PHP Lang
  1. PHP Lang
  3. Разрешить доступ к файлу PHP только через ajax на локальном сервере
Intereting Posts
Странный текст при преобразовании XML-массива в XML добавить php в jquery JSON Поиск и удаление в php? NTLM Authentication – получение имени, домена и хоста Windows в PHP отправить переменную javaScript в переменную php Doctrine many-to-one возвращает только идентификатор Проект Laravel рядом с проектом WordPress (в папке public_html) Как установить crontab с помощью php? Страница регистрации и регистрации Laravel 5.5 говорит: страница истекла из-за неактивности. Развертывание Doctrine в тестовой среде без консольного доступа Ограничения для PHP eval Cant доступ eximstats sqlite3 db после обновления WHM64 Apache 2.4.6 на сервере Ubuntu: клиент, отказавшийся от конфигурации сервера (PHP FPM) Лучший способ хранения пользовательских настроек в MySQL? PHP __DIR__ оценил время выполнения (поздняя привязка)?

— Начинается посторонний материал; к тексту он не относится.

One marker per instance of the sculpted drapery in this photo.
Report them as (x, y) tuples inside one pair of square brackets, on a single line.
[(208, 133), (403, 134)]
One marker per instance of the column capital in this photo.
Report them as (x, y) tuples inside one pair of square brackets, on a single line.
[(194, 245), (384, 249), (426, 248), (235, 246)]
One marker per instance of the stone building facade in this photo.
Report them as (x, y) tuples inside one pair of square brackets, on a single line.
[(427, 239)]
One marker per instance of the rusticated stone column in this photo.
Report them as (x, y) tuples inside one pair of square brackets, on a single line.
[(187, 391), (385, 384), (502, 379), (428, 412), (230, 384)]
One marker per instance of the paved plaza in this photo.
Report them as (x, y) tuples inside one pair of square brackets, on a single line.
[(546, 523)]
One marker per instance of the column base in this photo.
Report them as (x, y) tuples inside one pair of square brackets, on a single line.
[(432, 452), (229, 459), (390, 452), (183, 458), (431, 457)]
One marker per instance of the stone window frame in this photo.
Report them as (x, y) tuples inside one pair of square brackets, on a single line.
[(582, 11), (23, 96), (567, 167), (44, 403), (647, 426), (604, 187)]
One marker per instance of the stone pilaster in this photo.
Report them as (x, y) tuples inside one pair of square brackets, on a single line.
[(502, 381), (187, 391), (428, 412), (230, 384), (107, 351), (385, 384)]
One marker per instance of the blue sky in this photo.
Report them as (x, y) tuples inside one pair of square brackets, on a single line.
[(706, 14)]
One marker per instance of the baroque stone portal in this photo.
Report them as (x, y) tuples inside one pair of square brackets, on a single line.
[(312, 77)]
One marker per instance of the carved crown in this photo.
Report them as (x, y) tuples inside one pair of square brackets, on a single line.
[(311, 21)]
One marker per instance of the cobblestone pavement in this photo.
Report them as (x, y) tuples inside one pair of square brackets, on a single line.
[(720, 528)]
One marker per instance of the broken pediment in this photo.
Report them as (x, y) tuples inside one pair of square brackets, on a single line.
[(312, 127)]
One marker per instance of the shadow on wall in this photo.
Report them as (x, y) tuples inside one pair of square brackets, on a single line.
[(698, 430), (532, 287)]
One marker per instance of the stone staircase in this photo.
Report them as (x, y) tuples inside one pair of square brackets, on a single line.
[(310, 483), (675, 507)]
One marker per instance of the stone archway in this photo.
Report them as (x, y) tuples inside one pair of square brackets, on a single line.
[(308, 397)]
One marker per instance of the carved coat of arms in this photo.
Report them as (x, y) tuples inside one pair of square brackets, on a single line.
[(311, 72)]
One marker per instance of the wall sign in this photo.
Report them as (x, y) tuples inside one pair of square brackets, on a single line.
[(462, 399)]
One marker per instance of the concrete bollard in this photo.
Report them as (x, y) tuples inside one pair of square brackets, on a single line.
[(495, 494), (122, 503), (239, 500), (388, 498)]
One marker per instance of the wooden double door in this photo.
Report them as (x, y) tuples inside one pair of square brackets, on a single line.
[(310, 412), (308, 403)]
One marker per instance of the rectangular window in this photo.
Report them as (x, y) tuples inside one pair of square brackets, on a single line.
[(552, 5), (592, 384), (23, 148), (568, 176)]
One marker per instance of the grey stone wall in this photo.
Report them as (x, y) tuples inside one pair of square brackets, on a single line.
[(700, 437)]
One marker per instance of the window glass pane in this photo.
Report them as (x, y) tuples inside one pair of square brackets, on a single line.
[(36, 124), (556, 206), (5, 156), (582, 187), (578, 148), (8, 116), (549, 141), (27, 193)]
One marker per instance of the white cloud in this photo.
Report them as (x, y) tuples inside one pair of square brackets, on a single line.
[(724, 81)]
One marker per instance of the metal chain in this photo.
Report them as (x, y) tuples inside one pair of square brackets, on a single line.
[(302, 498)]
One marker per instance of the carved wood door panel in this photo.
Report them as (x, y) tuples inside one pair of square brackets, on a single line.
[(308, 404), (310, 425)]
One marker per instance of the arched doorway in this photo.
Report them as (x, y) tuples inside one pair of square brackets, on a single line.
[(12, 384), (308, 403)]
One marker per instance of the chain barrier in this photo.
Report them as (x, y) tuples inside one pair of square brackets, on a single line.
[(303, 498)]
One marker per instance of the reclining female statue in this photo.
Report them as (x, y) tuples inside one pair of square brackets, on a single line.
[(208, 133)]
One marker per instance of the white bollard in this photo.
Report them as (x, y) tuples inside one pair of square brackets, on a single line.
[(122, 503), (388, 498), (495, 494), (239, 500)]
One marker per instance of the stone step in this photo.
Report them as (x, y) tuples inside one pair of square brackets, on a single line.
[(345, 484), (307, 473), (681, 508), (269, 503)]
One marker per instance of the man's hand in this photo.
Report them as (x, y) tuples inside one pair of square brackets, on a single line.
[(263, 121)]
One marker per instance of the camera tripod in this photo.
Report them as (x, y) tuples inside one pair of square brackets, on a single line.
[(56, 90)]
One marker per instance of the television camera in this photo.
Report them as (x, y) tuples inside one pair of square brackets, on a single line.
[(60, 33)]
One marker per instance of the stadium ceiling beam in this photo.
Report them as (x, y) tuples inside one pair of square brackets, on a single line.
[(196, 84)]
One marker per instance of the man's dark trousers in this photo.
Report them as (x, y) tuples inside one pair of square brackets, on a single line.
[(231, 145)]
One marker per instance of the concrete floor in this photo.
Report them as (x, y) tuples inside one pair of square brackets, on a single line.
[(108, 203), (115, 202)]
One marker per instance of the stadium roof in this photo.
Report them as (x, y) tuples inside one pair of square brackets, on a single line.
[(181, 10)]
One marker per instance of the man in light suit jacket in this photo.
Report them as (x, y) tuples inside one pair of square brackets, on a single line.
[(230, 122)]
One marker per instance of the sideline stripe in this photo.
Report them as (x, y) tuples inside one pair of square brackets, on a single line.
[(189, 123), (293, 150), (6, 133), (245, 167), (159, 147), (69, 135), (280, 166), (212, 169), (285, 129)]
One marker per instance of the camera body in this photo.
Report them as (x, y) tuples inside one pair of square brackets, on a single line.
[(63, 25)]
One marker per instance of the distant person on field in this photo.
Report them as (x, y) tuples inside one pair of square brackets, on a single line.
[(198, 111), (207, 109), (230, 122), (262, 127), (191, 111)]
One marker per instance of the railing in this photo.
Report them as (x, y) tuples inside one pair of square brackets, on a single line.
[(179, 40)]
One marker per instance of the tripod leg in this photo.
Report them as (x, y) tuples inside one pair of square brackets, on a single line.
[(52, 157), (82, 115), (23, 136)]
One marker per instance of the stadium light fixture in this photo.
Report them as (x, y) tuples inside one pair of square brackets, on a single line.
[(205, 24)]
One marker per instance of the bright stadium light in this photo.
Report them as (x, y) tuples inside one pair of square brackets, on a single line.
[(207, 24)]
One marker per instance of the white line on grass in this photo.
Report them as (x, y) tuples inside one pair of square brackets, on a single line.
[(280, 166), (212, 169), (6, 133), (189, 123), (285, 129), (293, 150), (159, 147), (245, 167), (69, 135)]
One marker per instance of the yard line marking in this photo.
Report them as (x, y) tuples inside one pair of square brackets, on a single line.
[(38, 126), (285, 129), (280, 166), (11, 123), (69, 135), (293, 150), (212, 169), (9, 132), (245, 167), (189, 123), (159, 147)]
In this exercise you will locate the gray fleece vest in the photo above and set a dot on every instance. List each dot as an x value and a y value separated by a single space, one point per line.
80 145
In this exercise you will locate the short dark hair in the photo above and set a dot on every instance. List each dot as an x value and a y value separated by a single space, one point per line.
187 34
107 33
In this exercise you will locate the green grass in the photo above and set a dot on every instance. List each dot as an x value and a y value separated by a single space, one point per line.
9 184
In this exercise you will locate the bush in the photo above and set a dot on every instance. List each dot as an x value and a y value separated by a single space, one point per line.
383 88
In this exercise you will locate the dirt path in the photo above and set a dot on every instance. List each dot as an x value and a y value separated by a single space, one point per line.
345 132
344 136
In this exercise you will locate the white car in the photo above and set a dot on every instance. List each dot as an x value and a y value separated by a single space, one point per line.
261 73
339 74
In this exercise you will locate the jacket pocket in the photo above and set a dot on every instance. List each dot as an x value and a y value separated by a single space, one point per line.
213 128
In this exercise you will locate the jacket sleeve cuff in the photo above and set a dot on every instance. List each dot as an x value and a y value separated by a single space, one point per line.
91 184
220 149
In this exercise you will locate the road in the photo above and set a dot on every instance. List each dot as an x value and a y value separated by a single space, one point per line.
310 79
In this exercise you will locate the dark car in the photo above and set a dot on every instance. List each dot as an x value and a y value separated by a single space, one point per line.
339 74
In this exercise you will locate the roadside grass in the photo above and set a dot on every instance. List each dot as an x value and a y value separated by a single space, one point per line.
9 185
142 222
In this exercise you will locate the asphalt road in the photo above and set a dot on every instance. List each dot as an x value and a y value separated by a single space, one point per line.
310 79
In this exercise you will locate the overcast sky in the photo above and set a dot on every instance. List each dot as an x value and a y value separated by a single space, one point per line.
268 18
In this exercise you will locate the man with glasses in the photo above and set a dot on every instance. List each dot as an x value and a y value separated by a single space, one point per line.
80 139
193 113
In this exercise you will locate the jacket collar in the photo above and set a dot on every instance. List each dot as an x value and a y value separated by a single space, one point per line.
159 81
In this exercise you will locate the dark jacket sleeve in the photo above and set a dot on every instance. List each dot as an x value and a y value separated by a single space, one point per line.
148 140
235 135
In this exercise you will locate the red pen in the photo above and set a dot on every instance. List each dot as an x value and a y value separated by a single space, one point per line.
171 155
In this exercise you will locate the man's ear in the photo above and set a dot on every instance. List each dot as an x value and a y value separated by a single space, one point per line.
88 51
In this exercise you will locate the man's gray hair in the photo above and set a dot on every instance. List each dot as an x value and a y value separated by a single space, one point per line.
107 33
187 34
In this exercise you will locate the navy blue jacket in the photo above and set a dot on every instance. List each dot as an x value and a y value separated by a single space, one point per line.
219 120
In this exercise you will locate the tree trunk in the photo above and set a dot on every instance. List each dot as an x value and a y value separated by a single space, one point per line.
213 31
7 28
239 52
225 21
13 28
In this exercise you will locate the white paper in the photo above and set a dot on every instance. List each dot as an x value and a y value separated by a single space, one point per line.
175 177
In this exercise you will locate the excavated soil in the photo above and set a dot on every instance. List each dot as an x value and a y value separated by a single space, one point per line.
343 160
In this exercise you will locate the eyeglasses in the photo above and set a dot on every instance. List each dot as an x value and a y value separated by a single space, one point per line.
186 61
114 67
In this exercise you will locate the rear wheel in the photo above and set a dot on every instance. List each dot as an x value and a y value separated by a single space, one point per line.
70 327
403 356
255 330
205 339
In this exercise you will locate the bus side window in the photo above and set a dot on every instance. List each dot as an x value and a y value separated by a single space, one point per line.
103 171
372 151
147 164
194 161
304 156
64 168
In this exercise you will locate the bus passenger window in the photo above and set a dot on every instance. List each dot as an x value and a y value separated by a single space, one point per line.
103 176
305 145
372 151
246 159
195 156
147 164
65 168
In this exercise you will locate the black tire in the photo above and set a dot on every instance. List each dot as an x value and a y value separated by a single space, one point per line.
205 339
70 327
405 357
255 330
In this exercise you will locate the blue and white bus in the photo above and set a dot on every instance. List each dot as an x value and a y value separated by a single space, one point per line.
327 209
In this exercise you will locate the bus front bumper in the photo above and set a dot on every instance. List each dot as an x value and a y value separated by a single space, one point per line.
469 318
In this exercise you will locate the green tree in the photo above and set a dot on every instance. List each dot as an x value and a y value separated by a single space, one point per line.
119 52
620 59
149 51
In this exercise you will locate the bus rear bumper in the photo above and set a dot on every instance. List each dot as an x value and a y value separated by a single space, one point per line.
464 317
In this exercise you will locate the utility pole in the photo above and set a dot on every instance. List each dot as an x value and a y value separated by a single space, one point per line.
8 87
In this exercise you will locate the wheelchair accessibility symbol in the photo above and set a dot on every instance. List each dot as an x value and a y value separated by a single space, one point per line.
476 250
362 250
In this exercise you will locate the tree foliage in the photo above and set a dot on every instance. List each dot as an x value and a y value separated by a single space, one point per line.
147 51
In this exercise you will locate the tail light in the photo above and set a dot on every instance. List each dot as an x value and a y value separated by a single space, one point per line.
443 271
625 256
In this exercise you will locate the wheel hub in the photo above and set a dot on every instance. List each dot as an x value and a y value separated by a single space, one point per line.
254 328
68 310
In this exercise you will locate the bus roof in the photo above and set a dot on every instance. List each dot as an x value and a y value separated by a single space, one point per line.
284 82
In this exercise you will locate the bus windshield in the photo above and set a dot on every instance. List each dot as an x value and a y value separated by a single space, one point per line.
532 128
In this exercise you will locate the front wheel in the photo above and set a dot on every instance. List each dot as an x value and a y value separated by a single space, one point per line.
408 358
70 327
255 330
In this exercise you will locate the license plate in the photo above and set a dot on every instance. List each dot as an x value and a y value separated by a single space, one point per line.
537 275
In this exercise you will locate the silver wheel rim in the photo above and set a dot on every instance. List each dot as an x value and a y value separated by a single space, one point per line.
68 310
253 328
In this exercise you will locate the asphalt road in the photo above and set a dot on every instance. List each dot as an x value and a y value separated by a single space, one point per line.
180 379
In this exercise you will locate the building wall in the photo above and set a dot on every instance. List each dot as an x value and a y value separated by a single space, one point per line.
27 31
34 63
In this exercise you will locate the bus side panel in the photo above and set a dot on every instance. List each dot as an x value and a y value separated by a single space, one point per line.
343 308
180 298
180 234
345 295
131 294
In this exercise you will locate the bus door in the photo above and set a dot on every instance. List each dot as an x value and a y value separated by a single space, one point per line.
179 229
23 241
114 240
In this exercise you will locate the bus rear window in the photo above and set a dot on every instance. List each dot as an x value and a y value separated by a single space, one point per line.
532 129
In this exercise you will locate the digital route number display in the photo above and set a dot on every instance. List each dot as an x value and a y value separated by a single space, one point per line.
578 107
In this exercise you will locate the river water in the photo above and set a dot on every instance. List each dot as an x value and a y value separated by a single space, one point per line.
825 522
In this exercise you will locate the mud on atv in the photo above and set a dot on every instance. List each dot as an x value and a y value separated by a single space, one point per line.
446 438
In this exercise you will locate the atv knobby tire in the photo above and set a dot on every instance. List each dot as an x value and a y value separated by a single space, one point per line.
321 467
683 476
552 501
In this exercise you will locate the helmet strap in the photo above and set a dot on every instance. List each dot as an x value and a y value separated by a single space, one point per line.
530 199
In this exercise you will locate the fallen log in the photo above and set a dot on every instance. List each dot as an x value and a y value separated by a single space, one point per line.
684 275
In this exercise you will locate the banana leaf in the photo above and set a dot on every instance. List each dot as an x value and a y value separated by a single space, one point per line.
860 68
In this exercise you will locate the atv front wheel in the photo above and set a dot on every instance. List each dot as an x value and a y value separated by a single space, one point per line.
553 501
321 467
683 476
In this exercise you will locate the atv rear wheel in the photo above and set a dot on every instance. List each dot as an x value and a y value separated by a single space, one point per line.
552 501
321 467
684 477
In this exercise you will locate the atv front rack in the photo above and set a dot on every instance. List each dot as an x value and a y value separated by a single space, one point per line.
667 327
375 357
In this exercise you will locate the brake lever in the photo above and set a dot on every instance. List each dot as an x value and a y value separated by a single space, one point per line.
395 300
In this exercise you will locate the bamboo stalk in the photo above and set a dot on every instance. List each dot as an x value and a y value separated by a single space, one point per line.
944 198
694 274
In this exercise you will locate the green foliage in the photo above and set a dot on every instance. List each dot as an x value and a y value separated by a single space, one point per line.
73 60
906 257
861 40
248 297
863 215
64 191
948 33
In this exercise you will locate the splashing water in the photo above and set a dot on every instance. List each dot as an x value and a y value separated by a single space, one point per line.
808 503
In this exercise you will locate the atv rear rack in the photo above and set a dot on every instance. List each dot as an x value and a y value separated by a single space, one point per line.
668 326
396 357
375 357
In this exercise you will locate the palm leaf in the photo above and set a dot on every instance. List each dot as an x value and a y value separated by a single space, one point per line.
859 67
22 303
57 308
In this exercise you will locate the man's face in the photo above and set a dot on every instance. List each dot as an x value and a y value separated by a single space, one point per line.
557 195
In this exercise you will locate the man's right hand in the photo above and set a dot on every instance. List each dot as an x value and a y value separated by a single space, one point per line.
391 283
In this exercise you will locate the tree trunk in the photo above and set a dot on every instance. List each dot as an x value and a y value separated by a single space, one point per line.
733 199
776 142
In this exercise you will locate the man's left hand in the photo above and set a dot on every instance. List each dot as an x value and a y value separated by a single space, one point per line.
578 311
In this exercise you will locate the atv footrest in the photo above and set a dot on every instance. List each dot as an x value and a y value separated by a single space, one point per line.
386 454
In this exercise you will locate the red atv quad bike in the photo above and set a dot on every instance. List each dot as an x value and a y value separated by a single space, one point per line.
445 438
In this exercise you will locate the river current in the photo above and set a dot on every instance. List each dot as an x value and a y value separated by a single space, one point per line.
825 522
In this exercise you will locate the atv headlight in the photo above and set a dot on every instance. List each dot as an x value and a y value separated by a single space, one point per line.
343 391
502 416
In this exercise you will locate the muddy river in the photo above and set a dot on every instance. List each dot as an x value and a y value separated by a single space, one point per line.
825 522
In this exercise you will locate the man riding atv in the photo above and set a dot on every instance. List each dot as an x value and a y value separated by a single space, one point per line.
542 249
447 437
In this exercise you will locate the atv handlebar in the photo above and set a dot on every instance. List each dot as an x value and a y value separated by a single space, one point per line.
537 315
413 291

Разрешить доступ к файлу PHP только через ajax на локальном сервере

У меня есть веб-сайт, который должен увеличивать значения в базе данных на основе взаимодействия с пользователем. Когда пользователи нажимают кнопку, вызывается скрипт php, который увеличивает значение. Я хотел бы защитить этот скрипт от доступа к внешним скриптам. В настоящее время пользователь может написать свою собственную веб-страницу с функцией javascript, которая неоднократно удаляет один и тот же файл php, чтобы взорвать значение в базе данных.

Вот мой код jquery, который увеличивает значение: 

jQuery(function(){ $('.votebtn').click(function(e){ var mynum = $(this).attr('id').substring(0,5); $.ajax({ url:"countvote.php", type:"GET", data: { thenum:mynum }, cache: false, success:function(data) { alert('Success!'); } } }); }); });

Как я могу это сделать, чтобы только вызов из ajax / jquery на локальном сервере мог получить доступ к «countvote.php»? Если это не правильный путь, я открыт для любого предложения, которое предотвратит злоупотребление скриптом php внешними скриптами.

Решение требует двух шагов.

Во-первых, файл ajax должен разрешать доступ только в ajax-запросе с помощью этого кода. 

 define('IS_AJAX', isset($_SERVER['HTTP_X_REQUESTED_WITH']) && strtolower($_SERVER['HTTP_X_REQUESTED_WITH']) == 'xmlhttprequest'); if(!IS_AJAX) {die('Restricted access');}

Во-вторых, файл ajax имеет доступ к имени файла, который вызывает его с помощью команды $ _SERVER ['HTTP_REFERER']. Таким образом, вы можете ограничить доступ только на главном сервере. 

 $pos = strpos($_SERVER['HTTP_REFERER'],getenv('HTTP_HOST')); if($pos===false) die('Restricted access');

Возможно, код может работать только со второй частью

Вы можете проверить, равен ли $_SERVER['HTTP_X_REQUESTED_WITH'] xmlhttprequest , но не является надежным способом определить, является ли запрос AJAX-запросом или нет, всегда есть способ обойти это. Но он защищает вас от случайных ударов, таких как ошибочно введенные URL-адреса, сканеры и т. Д.

На самом деле это не 100% метод. Запросы AJAX всегда поступают от клиента. Используйте POST-запросы вместо GET, и это поможет сдержать любые проблемы, но не полностью остановить их и на вашем php, просто отбросьте все запросы на получение.